Global Economics

Study: Brits Ambivalent On Mobile Tech


A poll of British workers finds 67% say mobile technology doesn't help them achieve work/life balance and 29% consider it invasive

Is the mobile love affair over? The majority of Brits believe portable technology has had a negative effect on work/life balance rather than helping them manage their time better, a new survey suggests.

Of the more than 2,000 UK workers polled, well over half (67 per cent) said mobile tech is a hindrance and does not in fact help them juggle the demands of life and work. And nearly a third (29 per cent) said they find it invasive -- and actively dread being contacted 24/7. The same percentage complained that mobile tech also gets in the way of their social lives.

The survey was carried out by American Express Insurance Services.

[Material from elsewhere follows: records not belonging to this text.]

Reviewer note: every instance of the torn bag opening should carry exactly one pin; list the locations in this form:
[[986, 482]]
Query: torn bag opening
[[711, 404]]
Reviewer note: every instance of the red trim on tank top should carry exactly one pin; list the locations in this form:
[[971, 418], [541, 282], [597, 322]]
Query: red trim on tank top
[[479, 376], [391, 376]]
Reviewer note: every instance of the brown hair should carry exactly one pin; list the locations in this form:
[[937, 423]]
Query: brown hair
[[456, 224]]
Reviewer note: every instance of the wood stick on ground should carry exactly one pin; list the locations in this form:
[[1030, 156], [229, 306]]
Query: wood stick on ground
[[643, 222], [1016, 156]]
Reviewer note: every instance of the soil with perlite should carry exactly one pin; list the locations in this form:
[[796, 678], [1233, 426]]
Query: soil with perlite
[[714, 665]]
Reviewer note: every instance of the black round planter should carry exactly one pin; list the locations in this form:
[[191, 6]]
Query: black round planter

Chris Rolland, head of American Express Insurance Services, said in a statement: "The use of mobile technology would seem an obvious way to keep up with the increased pace of working but there is evidence of it all too often eating up precious personal time."

But Brits may be contributing to this dreaded always-on culture by failing to teach the tech who's boss: almost one in five (19 per cent) of those surveyed said they are never able to 'switch off'.

Meanwhile, BlackBerry addicts may be a little less in thrall of their devices than the average gadget-wielding UK worker. Just 15 per cent of BlackBerry users said they have difficulty powering down, and only 18 per cent said it interferes with their social life.

Speaking to silicon.com recently, Charmaine Eggberry -- VP EMEA of BlackBerry-maker RIM -- pointed out that the device can be managed to minimise its intrusiveness. She said: "We have given some serious, serious thought to making sure that actually you are in control of that device. We have different profiles. You can use it as a phone only. We've got filters on there. You can only see the important mails.

"What I find fascinating is that there is also one little key that everybody could use which is called the 'off' key and that people choose not to."